Finalist EPFL doctorate Award 2018 - Fabio Riva

Understanding the plasma dynamics in tokamaks is of fundamental importance to reliably predict the performances of future fusion devices. Because of the complex phenomena at play, state-of-the-art simulation codes are needed to investigate plasma properties. The methodology used to assess the reliability of numerical codes constitutes the verification and validation (V&V) procedure. V&V is composed by three separate tasks: the code verification, targeted to assess that the physical model is correctly implemented in a simulation code; the solution verification, which evaluates the numerical errors affecting a simulation; and the validation, which determines the consistency of the code results with experiments.

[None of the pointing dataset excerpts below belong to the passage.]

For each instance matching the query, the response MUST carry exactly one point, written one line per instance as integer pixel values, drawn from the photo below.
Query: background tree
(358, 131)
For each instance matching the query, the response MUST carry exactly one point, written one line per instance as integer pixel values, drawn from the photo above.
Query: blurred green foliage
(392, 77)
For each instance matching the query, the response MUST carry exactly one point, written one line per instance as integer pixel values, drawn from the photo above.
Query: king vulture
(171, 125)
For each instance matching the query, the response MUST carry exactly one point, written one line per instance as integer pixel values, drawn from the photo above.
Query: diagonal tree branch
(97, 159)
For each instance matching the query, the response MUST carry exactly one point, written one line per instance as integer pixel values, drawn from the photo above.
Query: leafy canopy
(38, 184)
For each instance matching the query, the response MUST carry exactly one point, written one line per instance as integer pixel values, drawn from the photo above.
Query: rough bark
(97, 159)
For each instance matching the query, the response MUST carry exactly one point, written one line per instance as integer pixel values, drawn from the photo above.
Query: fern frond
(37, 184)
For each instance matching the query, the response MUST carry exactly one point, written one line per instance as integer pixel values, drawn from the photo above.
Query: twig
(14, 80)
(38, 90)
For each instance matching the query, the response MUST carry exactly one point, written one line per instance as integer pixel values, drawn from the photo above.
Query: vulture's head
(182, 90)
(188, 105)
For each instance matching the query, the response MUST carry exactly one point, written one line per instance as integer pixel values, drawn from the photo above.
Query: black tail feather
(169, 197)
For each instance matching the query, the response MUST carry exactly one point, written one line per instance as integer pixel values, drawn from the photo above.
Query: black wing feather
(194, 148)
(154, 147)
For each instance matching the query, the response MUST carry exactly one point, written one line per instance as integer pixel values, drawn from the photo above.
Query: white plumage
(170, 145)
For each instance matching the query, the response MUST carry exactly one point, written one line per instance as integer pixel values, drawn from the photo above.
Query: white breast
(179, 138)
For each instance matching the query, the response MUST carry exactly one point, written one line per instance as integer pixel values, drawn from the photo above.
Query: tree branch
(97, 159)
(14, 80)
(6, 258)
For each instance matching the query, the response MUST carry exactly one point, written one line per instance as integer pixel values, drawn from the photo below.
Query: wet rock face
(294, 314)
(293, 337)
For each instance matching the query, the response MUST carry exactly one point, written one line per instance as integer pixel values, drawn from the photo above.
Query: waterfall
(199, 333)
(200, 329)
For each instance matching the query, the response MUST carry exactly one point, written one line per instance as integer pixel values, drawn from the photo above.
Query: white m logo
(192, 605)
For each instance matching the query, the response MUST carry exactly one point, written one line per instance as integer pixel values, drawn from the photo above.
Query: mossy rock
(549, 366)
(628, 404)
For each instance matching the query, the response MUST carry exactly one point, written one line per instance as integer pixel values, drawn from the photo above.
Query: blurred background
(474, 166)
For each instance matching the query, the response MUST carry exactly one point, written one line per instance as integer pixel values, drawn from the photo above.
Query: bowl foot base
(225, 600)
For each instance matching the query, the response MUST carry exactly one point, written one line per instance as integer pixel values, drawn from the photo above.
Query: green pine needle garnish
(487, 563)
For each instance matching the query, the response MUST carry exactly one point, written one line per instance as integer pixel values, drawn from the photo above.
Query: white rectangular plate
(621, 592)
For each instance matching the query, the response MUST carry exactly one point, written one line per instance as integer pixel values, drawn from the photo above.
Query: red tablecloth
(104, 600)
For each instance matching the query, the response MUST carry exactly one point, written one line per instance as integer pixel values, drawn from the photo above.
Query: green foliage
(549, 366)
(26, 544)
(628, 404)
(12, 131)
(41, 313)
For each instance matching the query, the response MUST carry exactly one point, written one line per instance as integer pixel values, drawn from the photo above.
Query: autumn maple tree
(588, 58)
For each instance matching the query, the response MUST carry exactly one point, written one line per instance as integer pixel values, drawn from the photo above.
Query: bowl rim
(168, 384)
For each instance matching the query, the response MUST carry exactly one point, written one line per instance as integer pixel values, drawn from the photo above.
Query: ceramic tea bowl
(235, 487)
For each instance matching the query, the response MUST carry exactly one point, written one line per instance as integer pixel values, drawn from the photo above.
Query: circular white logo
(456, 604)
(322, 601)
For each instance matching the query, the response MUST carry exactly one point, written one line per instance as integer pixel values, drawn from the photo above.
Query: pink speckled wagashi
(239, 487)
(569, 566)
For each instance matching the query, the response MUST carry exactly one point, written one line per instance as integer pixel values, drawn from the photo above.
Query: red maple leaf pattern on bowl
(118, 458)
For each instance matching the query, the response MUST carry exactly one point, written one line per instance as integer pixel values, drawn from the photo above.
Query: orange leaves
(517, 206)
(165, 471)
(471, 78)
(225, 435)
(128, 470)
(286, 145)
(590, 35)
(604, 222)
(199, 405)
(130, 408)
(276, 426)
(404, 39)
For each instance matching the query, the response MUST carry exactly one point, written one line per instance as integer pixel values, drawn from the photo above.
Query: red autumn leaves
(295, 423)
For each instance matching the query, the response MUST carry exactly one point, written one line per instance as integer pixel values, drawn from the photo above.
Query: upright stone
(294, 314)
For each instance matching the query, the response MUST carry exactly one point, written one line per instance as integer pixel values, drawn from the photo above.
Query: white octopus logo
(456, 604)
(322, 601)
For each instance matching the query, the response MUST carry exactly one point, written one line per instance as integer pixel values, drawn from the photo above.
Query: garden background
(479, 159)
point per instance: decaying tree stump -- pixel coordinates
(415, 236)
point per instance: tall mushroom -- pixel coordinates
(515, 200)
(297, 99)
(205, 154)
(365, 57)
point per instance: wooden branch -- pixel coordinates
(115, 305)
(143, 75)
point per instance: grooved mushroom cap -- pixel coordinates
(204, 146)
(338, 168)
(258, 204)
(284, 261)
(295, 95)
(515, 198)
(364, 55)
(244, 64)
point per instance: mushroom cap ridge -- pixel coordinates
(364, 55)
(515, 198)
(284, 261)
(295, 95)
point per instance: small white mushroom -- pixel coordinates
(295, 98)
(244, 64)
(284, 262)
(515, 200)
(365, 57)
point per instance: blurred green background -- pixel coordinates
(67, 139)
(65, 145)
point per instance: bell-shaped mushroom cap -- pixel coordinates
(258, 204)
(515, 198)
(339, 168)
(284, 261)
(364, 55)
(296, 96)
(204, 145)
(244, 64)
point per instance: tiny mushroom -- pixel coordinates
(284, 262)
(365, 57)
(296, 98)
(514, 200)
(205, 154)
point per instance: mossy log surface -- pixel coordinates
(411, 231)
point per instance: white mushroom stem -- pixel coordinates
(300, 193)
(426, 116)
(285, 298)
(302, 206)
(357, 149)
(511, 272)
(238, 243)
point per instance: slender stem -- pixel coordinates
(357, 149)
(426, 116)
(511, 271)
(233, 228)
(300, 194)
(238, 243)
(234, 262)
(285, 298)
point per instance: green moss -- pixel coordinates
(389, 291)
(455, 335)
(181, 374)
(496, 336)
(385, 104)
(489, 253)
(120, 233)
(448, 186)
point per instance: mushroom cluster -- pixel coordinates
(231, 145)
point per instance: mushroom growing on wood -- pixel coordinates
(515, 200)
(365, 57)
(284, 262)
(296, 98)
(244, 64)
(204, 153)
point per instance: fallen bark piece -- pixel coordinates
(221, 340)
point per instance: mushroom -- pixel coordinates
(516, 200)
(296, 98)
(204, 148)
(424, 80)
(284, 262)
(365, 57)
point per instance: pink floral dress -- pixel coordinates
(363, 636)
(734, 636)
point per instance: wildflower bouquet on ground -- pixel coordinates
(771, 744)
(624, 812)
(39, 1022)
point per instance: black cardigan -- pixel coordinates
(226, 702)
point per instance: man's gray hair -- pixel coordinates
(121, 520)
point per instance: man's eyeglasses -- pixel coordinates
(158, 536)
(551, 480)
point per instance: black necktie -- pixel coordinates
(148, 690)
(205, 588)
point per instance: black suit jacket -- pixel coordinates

This thesis focuses on developing and applying rigorous V&V procedures to plasma turbulence simulations, ultimately improving our understanding of the plasma dynamics. To perform a code verification, we propose to use the method of manufactured solutions, a methodology that we generalized to particle-in-cell (PIC) codes. The solution verification procedure we put forward is based on the Richardson extrapolation, used as higher order estimate of the exact solution. These procedures are successfully applied to GBS, a three-dimensional fluid code for plasma turbulence, and to a unidimensional PIC code. Finally, to increase the reliability of our plasma modelling, we carry out a set of validation exercises, comparing GBS simulations with experimental measurements taken on several plasma devices.